Swipe up with one finger to the “dismiss” option.
Double tap with one finger.
This action is one that users perform hundreds of times per day. This essential task has been taken down from five steps, to three. And, with TalkBack’s excellent focus management, once you dismiss a notification, TalkBack immediately begins speaking the next one. So to dismiss the next one, you just swipe up with one finger, then double tap again. It’s effortless, quick, and is delightfully responsive.
On Android, since actions have been rather hidden for users, developers haven’t always put them into their app. Of course, not every app needs them, but it would help apps like YouTube, YouTube Music, Facebook, GoodReads, PocketCasts, Google Messages, WhatsApp, Walmart, and Podcast Addict, to name a few. It will take some time for word of this new ability to spread around the Android developer space. For Android developers who may be reading this, please refer to this section on adding accessibility actions. That entire page is a great resource for creating accessible apps. It describes things clearly and gives examples of using those sections in code.
Interestingly, the other method of accessing actions is still around. If you have an app, like Tusky, which has many actions, and you want to access one at the end of the list, you can still open the Actions menu, find the action you want, and double tap. In Android, we have options.

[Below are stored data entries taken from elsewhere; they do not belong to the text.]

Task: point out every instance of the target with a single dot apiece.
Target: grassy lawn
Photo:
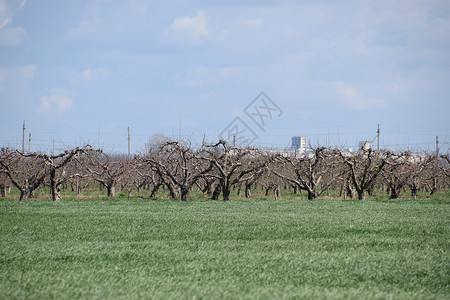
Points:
(242, 249)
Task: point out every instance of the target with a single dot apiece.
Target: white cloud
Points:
(28, 71)
(355, 100)
(202, 76)
(10, 36)
(90, 76)
(58, 101)
(188, 30)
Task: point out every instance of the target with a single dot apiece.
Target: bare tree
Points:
(26, 172)
(105, 170)
(232, 165)
(179, 165)
(364, 168)
(310, 172)
(56, 165)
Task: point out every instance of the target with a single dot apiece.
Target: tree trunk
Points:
(311, 195)
(414, 191)
(216, 193)
(226, 193)
(361, 194)
(53, 186)
(154, 190)
(248, 192)
(3, 190)
(395, 192)
(111, 190)
(24, 194)
(184, 193)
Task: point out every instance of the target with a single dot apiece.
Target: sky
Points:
(83, 72)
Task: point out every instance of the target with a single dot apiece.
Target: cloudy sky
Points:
(84, 71)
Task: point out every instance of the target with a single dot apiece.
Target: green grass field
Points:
(244, 249)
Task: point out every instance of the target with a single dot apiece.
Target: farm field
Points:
(242, 249)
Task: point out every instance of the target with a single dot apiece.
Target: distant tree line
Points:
(217, 169)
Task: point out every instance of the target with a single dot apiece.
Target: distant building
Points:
(299, 143)
(364, 145)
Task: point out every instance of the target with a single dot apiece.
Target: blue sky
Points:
(83, 71)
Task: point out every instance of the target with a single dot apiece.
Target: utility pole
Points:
(378, 139)
(129, 148)
(23, 138)
(437, 146)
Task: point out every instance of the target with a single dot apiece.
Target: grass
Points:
(244, 249)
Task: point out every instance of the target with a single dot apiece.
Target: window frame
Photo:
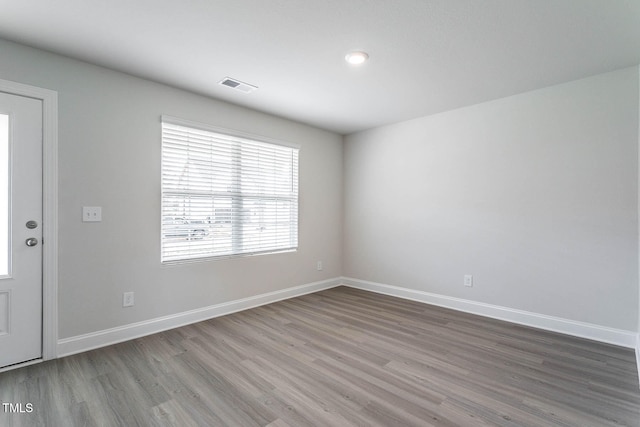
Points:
(230, 133)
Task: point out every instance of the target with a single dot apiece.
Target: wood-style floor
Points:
(340, 357)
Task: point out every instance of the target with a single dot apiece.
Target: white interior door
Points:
(20, 229)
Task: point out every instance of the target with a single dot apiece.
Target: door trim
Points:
(49, 100)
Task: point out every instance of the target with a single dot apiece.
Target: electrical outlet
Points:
(468, 280)
(91, 214)
(127, 299)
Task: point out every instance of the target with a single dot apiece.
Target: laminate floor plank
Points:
(340, 357)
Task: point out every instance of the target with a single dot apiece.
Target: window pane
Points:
(4, 195)
(226, 195)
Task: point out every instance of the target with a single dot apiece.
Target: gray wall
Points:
(109, 156)
(535, 195)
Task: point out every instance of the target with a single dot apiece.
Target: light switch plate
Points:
(91, 214)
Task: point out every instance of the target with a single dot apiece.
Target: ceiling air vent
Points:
(238, 85)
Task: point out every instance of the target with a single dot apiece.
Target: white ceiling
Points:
(426, 56)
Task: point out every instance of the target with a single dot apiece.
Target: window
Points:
(225, 195)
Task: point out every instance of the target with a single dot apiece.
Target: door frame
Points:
(49, 100)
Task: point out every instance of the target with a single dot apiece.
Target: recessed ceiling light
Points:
(356, 58)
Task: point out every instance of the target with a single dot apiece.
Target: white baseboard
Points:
(590, 331)
(90, 341)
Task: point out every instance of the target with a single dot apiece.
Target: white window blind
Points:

New Languages and Braille features
One of the critical feedback from users of Braille support is that there were only about four languages supported. Now, besides a few like Japanese and Esperanto, we have many languages supported. One can add new Braille languages or remove them, like Braille tables in iOS, except everyone knows what a language, in this instance, means, but very few know what a Braille table is. That goes into the sometimes very technical language that blindness companies use in their products, from “radio button” to “verbosity” which I should write about in the future. For now, though, Google named its stuff right, in my opinion.

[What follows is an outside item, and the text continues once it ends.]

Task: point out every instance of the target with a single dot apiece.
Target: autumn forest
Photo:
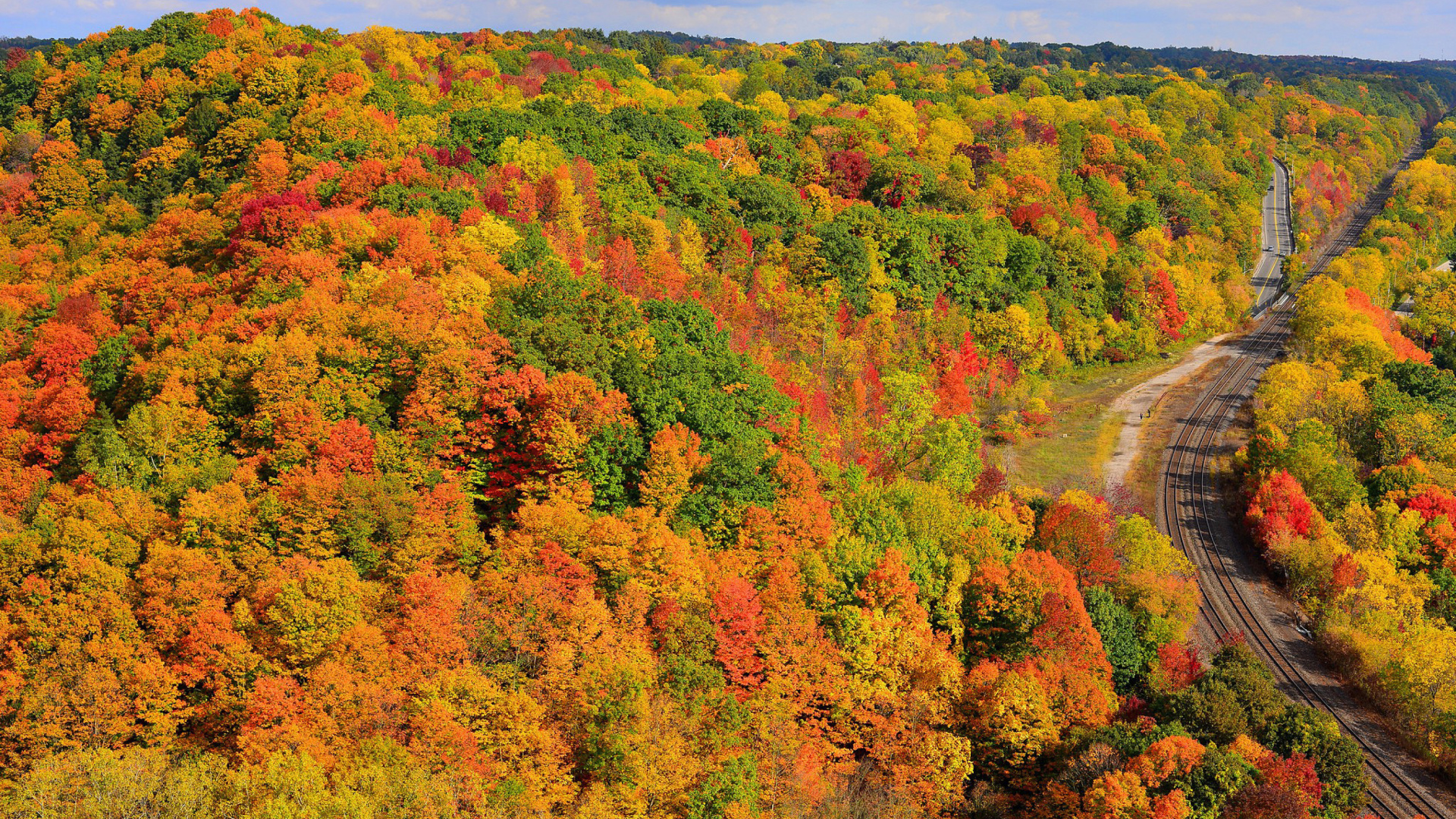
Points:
(593, 425)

In the advanced screen of Braille settings, you can now reverse the direction of panning buttons. I never liked this, but if someone else does, it’s there. You can also have Braille shown on the screen, for sighted users or developers.
For now, though, if you choose American English Braille, instead of Unified English Braille, you can only use Grade one Braille, and not Grade two. However, computer Braille is now an option, so you can finally read NLS BARD Braille books, or code in Braille, on your phone. This brings textual reading a step closer on Android!
Faster and cleaner
Speed matters. Bug fixes matter. In TalkBack 13.1, Google gave us both. TalkBack, especially while writing in the Braille onscreen keyboard, is somehow even more snappy than before. That bug where if you paused speech, TalkBack from then on couldn’t read passed one line of a multi-line item, is gone. TalkBack now reads the time, all the time, when you wake up your phone as the first thing it says.

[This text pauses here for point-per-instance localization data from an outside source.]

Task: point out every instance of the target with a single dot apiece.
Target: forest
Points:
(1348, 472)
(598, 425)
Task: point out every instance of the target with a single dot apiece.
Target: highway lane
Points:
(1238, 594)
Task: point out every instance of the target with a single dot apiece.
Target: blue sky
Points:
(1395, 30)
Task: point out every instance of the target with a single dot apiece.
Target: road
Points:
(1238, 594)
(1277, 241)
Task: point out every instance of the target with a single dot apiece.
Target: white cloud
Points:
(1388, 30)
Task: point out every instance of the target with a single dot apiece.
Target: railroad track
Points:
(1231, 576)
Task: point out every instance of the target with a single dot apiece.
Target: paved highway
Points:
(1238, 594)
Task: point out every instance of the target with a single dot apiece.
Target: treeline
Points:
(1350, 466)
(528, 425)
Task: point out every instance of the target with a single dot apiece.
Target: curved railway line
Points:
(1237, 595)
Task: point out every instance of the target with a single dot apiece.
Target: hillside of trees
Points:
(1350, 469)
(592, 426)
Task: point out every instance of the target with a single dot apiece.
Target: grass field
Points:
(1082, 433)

Meanwhile, if I have VoiceOver start reading a page down from the current position, it stops speaking for no reason. iOS feels old and sluggish, and I don’t feel like I can trust it to keep up with me. And I just want Apple to focus on fixing its bugs rather than working on new features. They spent resources on technology like that DotPad they were so excited about, but no blind people have this device, while their tried and true Braille display support suffers. Yeah, I’m still a bit mad about that.
The key takeaway from this section is that perhaps real innovation is when you can push out features without breaking as much stuff as you add. For blind people, a screen reader isn’t just a cool feature, or a way to look kind in the media, or a way to help out a small business with cool new tech. It’s a tool that had better be ready to do its job. Blind people rely on this technology. It’s not a fun side project, it’s not a brain experiment. It’s very practical work, that requires care for, often, people who are not like you.
Luckily, Google has blind people that work for them. And, if the past year has shown an example, they’re finally getting the resources, or attention, they need to really address customer feedback and provide blind Android users with what will make Android a great system to use.